The Home Secretary said that there had been "decades of inaction by successive governments." Her party has been in power for the last decade, first ruling in coalition with the Liberal Democrats and then alone from 2015 when David Cameron won a majority as prime minister.
According to the news agency AP, Ms Patel’s speech was designed to appeal to voters who have been concerned about the numbers of migrants attempting to cross the Channel this year from continental Europe.
Almost 7,000 people have made it across the stretch of water to the UK this year. The Home Secretary has repeatedly said she wants to deter people taking risks crossing towards the UK, and has appointed a Channel Commander to coordinate patrol efforts on both sides of the water. Ms Patel has also met with her French counterparts in order to try and put more policies in place designed to keep migrants in France.
Party of law and order
The Conservative party has always tried to position itself as a party of "law and order." Ms Patel’s speech stayed well within that tradition. The video introduction to her speech which she posted on Twitter cited Conservative Party figures Sir Robert Peel (founder of the Metropolitan Police in 1829) and former Prime Minister Margaret Thatcher.

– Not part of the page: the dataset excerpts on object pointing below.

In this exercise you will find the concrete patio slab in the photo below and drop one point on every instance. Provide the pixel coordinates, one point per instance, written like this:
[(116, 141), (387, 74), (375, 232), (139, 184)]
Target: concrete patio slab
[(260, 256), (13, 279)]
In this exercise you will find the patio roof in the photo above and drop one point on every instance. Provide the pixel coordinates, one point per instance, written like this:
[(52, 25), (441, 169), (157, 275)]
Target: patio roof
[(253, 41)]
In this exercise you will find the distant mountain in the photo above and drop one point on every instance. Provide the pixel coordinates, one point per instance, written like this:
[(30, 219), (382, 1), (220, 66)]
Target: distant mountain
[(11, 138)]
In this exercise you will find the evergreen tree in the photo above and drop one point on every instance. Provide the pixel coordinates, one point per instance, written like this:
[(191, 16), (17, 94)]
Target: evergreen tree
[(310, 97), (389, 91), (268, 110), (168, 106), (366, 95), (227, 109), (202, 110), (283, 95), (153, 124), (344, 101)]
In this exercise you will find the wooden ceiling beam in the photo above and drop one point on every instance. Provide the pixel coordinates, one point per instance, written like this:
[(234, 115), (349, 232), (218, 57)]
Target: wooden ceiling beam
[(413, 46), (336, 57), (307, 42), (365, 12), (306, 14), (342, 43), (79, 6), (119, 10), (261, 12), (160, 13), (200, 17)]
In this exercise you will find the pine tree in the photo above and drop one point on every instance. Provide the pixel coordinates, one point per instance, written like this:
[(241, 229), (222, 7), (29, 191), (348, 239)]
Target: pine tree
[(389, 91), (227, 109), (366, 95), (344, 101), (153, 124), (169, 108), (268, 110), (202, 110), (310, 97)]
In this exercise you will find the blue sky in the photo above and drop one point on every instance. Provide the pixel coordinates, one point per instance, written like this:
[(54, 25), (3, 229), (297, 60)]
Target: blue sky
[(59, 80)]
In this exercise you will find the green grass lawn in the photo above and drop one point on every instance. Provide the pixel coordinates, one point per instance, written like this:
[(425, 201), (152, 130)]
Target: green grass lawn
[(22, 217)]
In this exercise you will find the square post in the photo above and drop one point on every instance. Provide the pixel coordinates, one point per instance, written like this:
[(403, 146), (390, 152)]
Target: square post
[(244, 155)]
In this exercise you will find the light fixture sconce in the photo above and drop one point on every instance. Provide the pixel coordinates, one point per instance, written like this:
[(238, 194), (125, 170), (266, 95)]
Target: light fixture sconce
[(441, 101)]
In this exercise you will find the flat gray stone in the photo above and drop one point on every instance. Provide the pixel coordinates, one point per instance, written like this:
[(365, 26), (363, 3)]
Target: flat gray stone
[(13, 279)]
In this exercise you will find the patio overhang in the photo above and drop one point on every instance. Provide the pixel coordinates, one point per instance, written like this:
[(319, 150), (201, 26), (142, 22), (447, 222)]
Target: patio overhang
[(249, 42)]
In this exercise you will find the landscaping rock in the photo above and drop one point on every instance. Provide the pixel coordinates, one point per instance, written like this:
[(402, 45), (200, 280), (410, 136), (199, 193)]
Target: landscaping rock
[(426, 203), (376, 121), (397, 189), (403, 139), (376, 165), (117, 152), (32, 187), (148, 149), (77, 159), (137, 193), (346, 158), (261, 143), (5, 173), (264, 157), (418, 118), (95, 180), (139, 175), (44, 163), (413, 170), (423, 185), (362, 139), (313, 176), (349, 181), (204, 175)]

Speaking ahead of the end of the Brexit transition period, Ms Patel was busy looking ahead to January 2021. From then on, she promised, the Conservative government, "for the first time in decades" will be able to "determine who comes into and out of our country," because the freedom of movement directive of the EU will cease to apply to the UK.
The Home Secretary reiterated that the new points-based immigration system would value people for their skills, and that people hoping to move to the UK would need a sponsor and a visa in order to attract the "brightest and the best talent to our nation."
"Reform the system, prosecute the criminals and protect the vulnerable," concluded Ms Patel in her speech.